Finalmente, el último Imacec de julio, esperado con ansias y celebrado con poco recato, da cuenta de un asunto similar. El resultado de 3,2% debe casi un punto porcentual a que julio de este año tuvo dos días hábiles más que el año pasado. La autoridad, sabiéndolo, no lo mencionó. Pero sí lo hizo, y a los cuatro vientos, en noviembre pasado, cuando se conoció el crecimiento de septiembre, esa vez castigado por exactamente el mismo efecto con signo
contrario.
Puede ser que argumentando con estimaciones y descripciones exageradas se gane la refriega política. Puede que sirva para obtener algún apoyo a una medida que se considera adecuada. O también, que con ello se busque levantar las alicaídas expectativas.

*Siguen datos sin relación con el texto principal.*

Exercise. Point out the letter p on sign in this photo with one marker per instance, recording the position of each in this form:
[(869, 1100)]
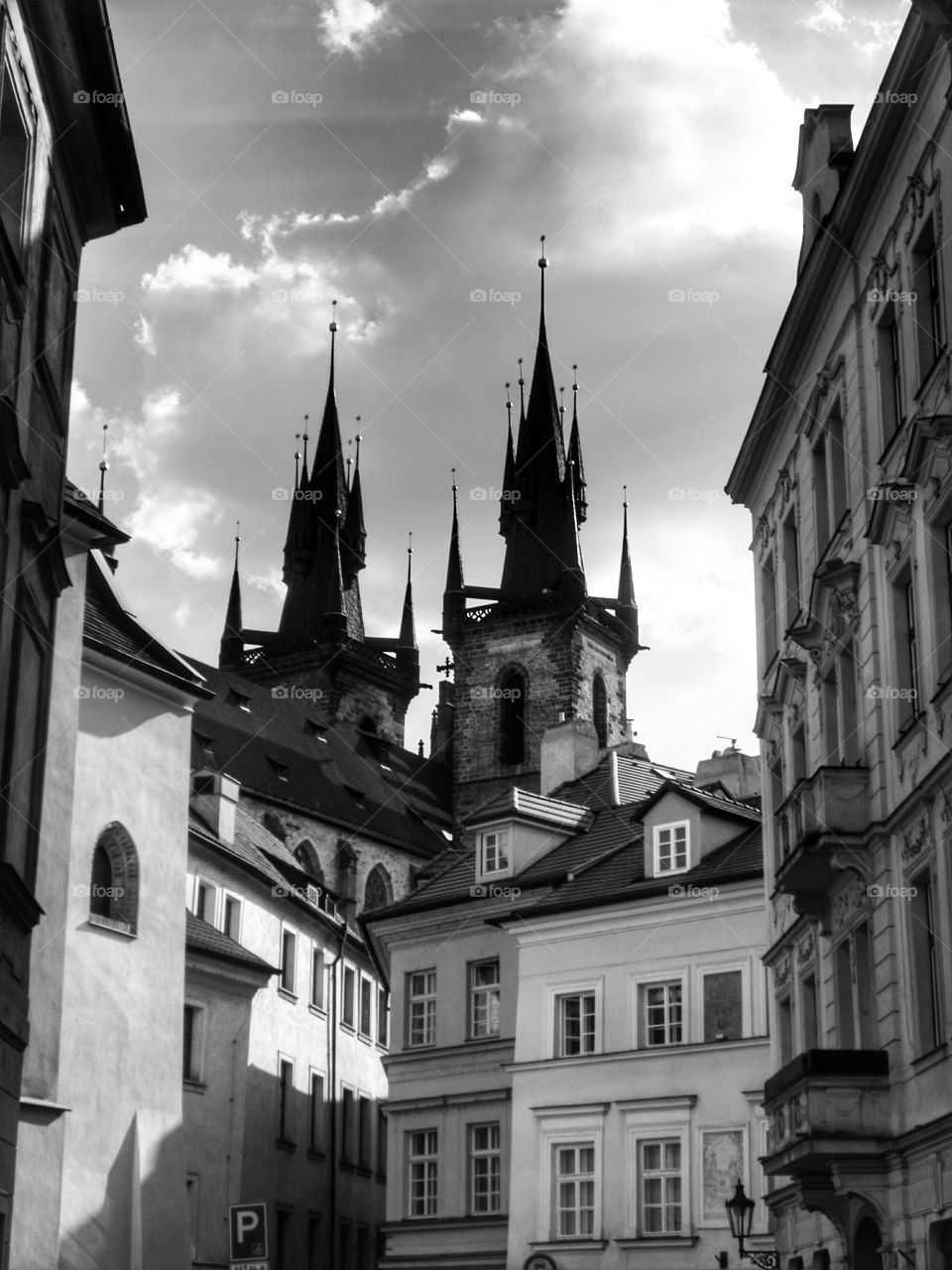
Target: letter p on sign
[(249, 1232)]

Pero es un error. Mal que mal, si los cálculos no son creíbles, ¿qué se puede esperar de las decisiones de política económica? ¿Cómo se puede negociar un proyecto de ley de manera constructiva? Los mismos objetivos loables —lograr apoyo a una medida o proteger las expectativas— se terminan socavando.
Y existe, además, un efecto colateral más silencioso y dañino. Si las estimaciones de los economistas son reflejo de sus deseos más que de las posibilidades, progresivamente perderán autoridad y credibilidad, atentando contra una deliberación informada. No nos quejemos después.